There's so much information out there (some of it really conflicting) that i'm having a bit of an information overload. I'm confused as hell and don't know what to do -beside asking you for help.

A bit of background: I've created my account back on November with the purpose of losing weight. After some trial, errors and some help from MFP I was able to 'create' (I use that term loosely) a balanced diet that fulfilled me and met my calorie goal (1200cal) at the time. I lost about 40lbs by February, at which point I came to MFP less and less but I continued on with my diet, only upping the calories a bit; my goal was to maintain because I was growing sick of focusing all of my energy on fat loss since I was satisfied with where I was. Still, I managed some more pounds over the months, nothing major tho.

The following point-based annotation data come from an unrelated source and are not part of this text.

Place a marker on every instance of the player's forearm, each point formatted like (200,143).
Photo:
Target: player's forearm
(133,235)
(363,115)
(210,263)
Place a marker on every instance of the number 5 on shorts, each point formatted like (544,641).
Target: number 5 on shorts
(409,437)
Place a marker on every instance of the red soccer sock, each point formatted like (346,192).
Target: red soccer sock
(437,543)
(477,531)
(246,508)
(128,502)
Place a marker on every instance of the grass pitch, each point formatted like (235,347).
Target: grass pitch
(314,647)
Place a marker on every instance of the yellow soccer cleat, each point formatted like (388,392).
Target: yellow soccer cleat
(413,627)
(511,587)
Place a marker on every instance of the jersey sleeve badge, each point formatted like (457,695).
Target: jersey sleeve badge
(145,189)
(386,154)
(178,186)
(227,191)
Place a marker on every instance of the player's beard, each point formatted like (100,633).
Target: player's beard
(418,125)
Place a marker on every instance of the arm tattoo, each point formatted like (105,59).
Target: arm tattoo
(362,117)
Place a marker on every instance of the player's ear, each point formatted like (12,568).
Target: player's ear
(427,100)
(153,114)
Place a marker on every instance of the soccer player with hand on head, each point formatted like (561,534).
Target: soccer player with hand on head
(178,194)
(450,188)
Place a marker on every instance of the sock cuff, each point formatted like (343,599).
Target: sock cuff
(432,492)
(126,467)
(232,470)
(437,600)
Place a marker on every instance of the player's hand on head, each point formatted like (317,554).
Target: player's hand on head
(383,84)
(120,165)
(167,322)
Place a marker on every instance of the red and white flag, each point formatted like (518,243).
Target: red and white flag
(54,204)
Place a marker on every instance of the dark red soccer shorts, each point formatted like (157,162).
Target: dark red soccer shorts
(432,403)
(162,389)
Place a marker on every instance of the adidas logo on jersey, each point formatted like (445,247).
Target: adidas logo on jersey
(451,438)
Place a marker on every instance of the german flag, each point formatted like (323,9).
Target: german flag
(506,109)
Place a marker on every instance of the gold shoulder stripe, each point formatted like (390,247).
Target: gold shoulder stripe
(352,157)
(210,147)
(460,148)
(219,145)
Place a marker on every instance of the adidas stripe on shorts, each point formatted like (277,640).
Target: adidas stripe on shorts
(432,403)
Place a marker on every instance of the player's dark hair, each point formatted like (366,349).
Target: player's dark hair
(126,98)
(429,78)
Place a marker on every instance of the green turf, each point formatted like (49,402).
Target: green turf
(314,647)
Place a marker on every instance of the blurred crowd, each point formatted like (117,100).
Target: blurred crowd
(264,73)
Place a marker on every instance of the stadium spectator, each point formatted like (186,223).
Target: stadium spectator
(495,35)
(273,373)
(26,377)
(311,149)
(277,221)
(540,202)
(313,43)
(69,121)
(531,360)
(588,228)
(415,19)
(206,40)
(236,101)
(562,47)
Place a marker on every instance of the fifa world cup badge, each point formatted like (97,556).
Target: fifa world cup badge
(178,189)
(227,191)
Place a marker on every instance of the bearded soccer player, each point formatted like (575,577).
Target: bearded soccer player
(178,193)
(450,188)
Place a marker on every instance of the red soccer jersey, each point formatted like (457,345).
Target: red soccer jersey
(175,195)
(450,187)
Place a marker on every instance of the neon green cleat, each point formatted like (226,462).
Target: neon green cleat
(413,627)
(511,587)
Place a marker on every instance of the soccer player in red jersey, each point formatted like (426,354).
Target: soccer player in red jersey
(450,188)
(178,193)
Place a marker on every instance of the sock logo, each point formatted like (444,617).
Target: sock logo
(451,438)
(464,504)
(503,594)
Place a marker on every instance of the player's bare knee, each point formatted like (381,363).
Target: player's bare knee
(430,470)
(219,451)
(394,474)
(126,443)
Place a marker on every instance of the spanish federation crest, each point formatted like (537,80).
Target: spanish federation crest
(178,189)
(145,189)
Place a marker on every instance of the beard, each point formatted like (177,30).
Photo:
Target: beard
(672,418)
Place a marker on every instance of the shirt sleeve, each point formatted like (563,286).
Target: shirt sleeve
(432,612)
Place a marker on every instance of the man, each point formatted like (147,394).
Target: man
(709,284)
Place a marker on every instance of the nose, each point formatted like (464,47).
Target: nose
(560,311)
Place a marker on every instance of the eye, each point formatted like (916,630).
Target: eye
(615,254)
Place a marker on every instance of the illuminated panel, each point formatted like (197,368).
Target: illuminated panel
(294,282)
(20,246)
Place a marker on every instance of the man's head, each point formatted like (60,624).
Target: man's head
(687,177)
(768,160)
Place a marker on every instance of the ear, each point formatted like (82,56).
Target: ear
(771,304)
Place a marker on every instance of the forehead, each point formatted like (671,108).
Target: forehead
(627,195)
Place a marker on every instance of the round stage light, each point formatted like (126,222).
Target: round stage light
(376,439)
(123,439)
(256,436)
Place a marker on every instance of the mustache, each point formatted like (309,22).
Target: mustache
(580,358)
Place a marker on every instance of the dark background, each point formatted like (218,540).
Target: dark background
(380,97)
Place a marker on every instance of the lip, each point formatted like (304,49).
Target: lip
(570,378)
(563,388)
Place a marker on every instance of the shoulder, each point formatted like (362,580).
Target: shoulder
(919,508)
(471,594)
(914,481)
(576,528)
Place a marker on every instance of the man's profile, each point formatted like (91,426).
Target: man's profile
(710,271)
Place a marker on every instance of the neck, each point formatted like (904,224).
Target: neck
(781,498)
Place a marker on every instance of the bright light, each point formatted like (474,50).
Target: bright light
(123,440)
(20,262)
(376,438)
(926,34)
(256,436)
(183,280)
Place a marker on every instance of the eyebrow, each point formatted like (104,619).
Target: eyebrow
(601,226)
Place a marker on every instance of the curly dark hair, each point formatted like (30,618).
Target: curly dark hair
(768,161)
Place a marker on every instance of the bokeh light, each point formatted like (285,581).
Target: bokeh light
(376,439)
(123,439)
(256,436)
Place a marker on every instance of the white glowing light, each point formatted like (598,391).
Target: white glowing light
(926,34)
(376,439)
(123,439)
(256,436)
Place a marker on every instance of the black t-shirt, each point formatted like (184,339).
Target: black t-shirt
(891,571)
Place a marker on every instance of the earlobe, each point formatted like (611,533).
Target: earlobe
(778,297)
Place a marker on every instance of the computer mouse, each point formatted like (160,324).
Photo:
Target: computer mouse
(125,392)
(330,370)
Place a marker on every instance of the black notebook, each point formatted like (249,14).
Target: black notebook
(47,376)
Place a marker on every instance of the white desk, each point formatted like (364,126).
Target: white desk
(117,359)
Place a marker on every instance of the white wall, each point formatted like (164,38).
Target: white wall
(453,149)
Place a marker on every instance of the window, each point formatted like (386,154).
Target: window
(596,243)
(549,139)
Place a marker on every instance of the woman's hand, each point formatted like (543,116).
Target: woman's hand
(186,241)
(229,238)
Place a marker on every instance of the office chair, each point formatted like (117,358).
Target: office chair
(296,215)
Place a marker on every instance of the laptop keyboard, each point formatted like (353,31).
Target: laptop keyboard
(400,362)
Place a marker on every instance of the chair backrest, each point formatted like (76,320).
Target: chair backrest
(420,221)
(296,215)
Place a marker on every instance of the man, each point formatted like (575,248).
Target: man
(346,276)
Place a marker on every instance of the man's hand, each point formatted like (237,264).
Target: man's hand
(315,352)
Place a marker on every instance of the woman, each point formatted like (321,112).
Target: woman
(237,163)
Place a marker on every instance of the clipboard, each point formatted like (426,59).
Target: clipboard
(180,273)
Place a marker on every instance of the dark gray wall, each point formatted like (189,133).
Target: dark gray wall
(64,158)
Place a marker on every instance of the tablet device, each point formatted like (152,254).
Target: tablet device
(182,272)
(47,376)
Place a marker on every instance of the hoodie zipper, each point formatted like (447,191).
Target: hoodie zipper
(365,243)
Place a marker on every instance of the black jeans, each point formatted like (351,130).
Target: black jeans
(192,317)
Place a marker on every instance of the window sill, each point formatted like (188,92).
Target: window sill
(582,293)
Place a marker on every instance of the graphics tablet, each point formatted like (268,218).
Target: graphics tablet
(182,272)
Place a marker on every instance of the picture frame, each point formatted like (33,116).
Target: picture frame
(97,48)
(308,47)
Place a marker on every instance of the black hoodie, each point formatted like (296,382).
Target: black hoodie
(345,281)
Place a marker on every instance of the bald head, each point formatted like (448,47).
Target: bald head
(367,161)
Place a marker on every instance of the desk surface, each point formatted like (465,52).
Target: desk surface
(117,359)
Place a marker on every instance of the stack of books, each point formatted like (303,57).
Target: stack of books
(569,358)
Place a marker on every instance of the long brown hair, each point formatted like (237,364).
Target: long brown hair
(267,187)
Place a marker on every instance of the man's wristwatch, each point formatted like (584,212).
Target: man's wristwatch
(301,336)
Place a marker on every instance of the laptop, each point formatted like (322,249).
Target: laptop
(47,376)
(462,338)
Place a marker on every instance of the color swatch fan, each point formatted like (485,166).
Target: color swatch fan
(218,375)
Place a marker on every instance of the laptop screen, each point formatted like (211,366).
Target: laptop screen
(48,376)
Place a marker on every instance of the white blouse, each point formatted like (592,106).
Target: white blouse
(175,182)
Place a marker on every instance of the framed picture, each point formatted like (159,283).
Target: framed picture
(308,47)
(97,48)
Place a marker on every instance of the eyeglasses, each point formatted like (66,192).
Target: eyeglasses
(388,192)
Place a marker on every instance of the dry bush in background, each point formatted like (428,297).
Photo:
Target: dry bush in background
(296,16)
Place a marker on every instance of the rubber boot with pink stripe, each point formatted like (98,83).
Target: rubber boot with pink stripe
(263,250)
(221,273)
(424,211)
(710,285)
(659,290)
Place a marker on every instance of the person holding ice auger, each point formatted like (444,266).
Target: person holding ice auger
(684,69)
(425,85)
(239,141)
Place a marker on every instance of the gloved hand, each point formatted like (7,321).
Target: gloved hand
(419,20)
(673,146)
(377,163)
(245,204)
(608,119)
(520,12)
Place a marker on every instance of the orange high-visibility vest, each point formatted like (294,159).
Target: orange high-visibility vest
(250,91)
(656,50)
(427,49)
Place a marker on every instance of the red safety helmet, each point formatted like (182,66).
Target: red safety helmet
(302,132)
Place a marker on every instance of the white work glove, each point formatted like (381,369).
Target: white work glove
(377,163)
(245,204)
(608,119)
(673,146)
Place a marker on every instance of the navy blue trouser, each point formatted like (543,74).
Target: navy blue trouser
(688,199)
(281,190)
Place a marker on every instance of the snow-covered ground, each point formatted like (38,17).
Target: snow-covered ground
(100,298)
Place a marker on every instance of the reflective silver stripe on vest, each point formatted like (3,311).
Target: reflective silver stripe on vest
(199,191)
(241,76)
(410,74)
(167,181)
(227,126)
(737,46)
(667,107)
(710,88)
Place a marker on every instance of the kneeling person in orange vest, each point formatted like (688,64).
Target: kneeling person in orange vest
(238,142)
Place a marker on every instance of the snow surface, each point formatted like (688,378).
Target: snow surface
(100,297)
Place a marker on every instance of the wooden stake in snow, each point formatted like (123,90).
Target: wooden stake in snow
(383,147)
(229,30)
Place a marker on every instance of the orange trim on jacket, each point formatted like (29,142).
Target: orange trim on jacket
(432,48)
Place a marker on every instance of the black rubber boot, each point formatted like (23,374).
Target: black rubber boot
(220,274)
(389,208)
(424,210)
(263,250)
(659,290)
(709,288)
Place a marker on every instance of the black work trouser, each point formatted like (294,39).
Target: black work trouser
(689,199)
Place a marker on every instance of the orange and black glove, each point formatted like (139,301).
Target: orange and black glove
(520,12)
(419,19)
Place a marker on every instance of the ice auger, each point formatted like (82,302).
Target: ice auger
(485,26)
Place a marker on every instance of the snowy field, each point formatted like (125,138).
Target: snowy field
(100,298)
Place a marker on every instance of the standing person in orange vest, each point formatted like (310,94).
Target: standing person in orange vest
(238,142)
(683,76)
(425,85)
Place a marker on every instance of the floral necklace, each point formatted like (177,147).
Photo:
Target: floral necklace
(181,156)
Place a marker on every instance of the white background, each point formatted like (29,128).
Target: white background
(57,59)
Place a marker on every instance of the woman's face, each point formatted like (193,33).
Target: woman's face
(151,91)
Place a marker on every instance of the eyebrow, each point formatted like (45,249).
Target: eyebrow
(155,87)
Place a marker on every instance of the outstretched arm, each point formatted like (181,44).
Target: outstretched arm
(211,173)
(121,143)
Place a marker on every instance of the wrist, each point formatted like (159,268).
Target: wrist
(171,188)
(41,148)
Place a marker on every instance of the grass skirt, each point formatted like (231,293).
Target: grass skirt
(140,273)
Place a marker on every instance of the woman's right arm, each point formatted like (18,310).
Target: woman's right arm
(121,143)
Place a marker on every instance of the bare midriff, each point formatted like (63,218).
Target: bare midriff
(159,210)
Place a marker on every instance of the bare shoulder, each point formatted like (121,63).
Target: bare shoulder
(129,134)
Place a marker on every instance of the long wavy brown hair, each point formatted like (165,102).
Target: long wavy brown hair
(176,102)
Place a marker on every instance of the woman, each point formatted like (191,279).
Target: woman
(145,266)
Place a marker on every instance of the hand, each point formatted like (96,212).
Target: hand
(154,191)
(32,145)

As of now, I'm a 158lbs (72kg), 5"10' (176cm) 21 year old. According to my scale, my BF% is 18% but I'm no so sure as I'm plenty chubby. My life style is pretty sedentary : I work at a desk all day (summer) or study in a desk (school year). I workout 3-4 times a day (depending on the program I'm following, I used to follow BeachBody programs 6days/7), I also do some very light workouts the days i'm not doing a 'workout' from a program (Yoga if I'm feeling sore, or just walking for a few hours. The later a bit more lately since i'm using Pokémon Go as an excuse x) ).

As of now, I care very little for my weight. My goal is to get leaner and stronger, maybe even gain some muscles (not my focus tho), meaning losing BodyFat. My current diet is 35% Carbs, 25% Good fat (mostly from Olive oil since we have this in abundance in my house) and 35% protein. That's what I find myself doing most days at least, my goal tho is 30% carbs, 30% fat and 40% protein. I usually stay at 1400-1500 calories a day eating very nutrient-dense food. According to most websites, I should eat at the very least 1g of protein per pound (ideally 1.5g) but I have a lot of troubles for that. I eat 200gr of white meat (turkey usually) and 160g thuna everyday, with 30g of Whey on workout days and I still struggle to meat 158g of protein (Actually, I never got to that, the most I ever got was 130g I think). It's just that I'm not rich (student lol) and all of this food is already costing me a pretty penny. If you have any tips for good protein sources that won't ruin my wallet, that would be great!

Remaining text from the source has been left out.